Cleveland and the Texas Seed Bill
Cleveland understood his constitutional legislative responsibility as preventing harmful bills from becoming law, rather than promoting what he saw as beneficial ones. Using the veto, Cleveland stopped the federal government from taking on what he saw as a “paternal” role towards citizens. This eLesson focuses on Cleveland’s veto of the Texas Seed Bill, which would have provided seeds to drought-stricken farmers who had eaten their seed corn to survive.
President Grover Cleveland once told a friend that he saw his chief legislative duty to be stopping bad bills from becoming law, rather than trying to convince Congress to pass what he thought would be good ones. Cleveland used the veto more than any other US president before or since.

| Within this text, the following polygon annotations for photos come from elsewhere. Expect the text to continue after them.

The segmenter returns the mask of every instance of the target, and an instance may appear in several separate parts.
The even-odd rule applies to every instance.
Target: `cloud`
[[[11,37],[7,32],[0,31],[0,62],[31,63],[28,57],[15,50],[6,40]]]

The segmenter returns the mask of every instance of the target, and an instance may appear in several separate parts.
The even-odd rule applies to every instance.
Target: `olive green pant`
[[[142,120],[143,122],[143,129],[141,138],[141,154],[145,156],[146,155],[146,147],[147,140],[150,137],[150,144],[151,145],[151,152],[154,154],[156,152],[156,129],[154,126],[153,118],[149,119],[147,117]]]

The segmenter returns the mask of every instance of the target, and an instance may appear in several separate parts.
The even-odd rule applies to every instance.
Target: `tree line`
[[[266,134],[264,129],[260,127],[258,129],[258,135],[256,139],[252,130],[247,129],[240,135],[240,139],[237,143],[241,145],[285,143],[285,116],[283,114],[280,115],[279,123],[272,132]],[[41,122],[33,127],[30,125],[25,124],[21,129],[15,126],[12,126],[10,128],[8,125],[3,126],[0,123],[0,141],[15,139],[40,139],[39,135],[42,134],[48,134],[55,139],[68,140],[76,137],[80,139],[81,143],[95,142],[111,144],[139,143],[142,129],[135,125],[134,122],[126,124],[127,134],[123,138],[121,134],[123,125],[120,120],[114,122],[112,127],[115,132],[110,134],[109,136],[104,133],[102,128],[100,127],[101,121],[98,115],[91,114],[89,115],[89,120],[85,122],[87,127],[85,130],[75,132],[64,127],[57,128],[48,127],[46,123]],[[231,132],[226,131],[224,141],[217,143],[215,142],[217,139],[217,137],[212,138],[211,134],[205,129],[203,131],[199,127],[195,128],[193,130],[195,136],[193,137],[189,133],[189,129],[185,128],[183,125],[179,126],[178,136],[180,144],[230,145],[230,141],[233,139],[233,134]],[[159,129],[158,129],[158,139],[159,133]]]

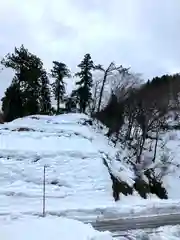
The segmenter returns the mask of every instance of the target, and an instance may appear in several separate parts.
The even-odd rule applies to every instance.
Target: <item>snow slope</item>
[[[69,231],[71,229],[71,231]],[[91,225],[66,218],[22,218],[0,225],[6,240],[111,240],[108,232],[98,232]],[[14,238],[15,237],[15,238]]]
[[[103,156],[130,185],[134,174],[125,163],[113,161],[118,149],[84,120],[88,117],[81,114],[29,116],[0,125],[0,223],[42,214],[44,166],[47,214],[85,221],[179,211],[180,198],[144,200],[135,193],[115,203]]]

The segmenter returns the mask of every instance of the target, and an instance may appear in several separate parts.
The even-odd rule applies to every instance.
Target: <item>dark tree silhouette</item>
[[[85,113],[86,108],[92,99],[91,88],[93,81],[91,70],[94,69],[94,64],[91,55],[87,53],[78,67],[81,70],[80,72],[77,72],[75,76],[79,77],[80,80],[76,82],[78,88],[75,92],[78,98],[80,112]]]
[[[59,113],[60,102],[63,100],[66,93],[64,78],[70,77],[70,70],[66,64],[53,61],[53,69],[51,70],[51,76],[55,79],[55,82],[52,84],[53,95],[57,101],[57,113]]]

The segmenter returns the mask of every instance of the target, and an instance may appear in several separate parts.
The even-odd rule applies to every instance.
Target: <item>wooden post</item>
[[[46,166],[43,173],[43,217],[46,216]]]

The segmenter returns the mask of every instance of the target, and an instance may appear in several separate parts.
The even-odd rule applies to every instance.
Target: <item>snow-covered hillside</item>
[[[109,156],[114,174],[129,185],[134,173],[115,161],[118,149],[85,120],[81,114],[36,115],[0,126],[0,221],[42,213],[44,166],[48,214],[90,220],[177,212],[178,196],[160,200],[150,195],[144,200],[135,192],[115,202],[103,156]]]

One of Cleveland’s most famous vetoes was his veto of the Texas Seed Bill in 1887. A long and severe drought had stricken areas of Texas. With no grass to graze, eighty-five percent of cattle in the western part of the state died. Those cattle that remained were starving, often motherless calves. Many farmers were also close to starvation and had eaten their seed corn to survive. Congress authorized a special appropriation to send seeds to the drought-stricken farmers. The amount ($10,000, or approximately $223,000 in today’s dollars) was small and the need was great, but Cleveland vetoed the bill.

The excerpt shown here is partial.